2. Berkeley Housing Op-Ed. And speaking of Berkeley, City Councilor Lori Droste has reached out to some of California’s resident experts on housing policy and co-authored an Op-Ed calling for the city to allow more market rate housing, and to carefully assess whether proposed inclusionary housing requirements and higher “linkage fees”–surcharges on new construction to fund affordable housing programs–will discourage additional housing in the city. The Op-ed argues that “Downzoning would be a disastrous step backwards for Berkeley, and will undoubtedly worsen affordability and lead to even more displacement and exclusion.” It also points out that the city’s linkage fees would be the highest in the Bay Area, and could be so high that  “we will drive new housing to other cities and will not likely see any affordable housing–or any housing–in Berkeley for a long time.” Droste is joined in the letter by UCLA’s Michael Lens and Paavo Monkkonen, who specifically argue that downzoning will lead to higher housing costs and more displacement from Berkeley. Also signing the letter is UC Berkeley’ planning professor Karen Chapple and Terner Housing Center Director Carol Galante. Berkeley is fortunate to have so many heavyweights weighing in on their deliberations–but what they have to say applies with equal force to many other cities.

3. Kids in cities:  Lessons from Vancouver.  Brent Toderian discusses the kinds of planning and investments that can make cities more welcoming to families with children. Three keys: encouraging the construction of family-sized units, providing for day-care and schools in denser areas, and designing the public realm so that it works for children as well as adults.

 New ideas

1. Philadelphia’s Middle Neighborhoods. The Reinvestment Fund’s Emily Dowdall has a new report digging into the health and prospects of Philadelphia’s “Middle Neighborhoods.” Middle neighborhoods are identified by average neighborhood income, and have incomes that are between 80 percent and 120 percent of the regional median.
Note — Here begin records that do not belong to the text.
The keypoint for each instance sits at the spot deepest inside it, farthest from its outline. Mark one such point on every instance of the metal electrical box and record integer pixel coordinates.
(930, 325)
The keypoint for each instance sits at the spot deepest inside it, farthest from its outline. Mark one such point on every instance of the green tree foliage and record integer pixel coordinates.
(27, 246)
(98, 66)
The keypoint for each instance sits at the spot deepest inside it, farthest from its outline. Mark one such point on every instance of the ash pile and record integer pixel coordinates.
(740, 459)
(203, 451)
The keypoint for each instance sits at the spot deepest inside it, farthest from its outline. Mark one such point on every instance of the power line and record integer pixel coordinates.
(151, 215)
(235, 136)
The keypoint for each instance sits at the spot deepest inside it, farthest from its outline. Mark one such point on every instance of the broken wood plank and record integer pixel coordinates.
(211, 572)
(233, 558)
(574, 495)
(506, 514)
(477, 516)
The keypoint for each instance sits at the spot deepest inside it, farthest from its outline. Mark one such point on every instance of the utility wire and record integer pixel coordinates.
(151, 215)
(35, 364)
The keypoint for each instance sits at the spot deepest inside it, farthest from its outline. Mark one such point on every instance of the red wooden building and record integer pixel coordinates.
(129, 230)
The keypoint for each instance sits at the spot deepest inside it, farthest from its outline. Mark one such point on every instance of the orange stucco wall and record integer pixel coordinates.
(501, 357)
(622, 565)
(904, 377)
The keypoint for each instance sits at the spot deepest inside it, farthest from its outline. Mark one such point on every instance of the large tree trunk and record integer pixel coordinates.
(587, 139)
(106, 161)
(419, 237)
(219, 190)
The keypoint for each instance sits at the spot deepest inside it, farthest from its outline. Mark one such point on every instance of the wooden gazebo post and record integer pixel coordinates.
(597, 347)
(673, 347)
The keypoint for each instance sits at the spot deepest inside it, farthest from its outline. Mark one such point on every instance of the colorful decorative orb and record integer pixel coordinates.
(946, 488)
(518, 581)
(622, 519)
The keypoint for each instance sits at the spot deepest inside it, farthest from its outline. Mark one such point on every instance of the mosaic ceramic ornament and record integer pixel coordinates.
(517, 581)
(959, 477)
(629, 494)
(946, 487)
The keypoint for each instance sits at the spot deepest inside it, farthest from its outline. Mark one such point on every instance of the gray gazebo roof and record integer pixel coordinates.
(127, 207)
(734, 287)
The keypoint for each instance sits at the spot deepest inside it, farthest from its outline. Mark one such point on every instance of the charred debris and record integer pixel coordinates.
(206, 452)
The report further classifies these middle neighborhoods by their racial and ethnic composition, and tracks changes in population, income levels and home values in each segment. A plurality of these middle neighborhoods are classified as “mixed race and ethnicity,” meaning no single ethnic group dominates. These mixed middle neighborhoods have added population in the past 15 years; growing about four times faster than all other middle neighborhoods (9 percent vs 2 percent since 2000). While poor and upscale neighborhoods often get most of the policy attention, these middle neighborhoods are often the most racially/ethnically diverse neighborhoods in a city. In Philadelphia middle neighborhoods  home to a majority of the city’s foreign born residents, a key demographic group behind citywide population growth.

2. Tech Cities. Real estate brokers Cushman-Wakefield have a new report out ranking the nation’s metro areas according to their tech prowess.  No surprises here:  Silicon Valley and San Francisco come out top of the list. These rankings are based on an analysis of education levels, venture capital funding, the concentration of jobs in electronics, software and other technology related firms, and measures of entrepreneurship. The underlying data is probably of greater use than the rankings here. But beware, at least one table contains some inaccurate information. On page 17, of their report, metro Denver’s educational attainment rate is ranked number one, based on a reported 55 percent of adults having completed at least a four-year college degree.  But actually, according to Census data (American Community Survey, 2015 One-Year Estimates, Table S-1501), the metro area’s four year college attainment rate is actually 41.8 percent–still high, but not number one.

Unfortunately, Denver’s #1 ranking is based on incorrect data.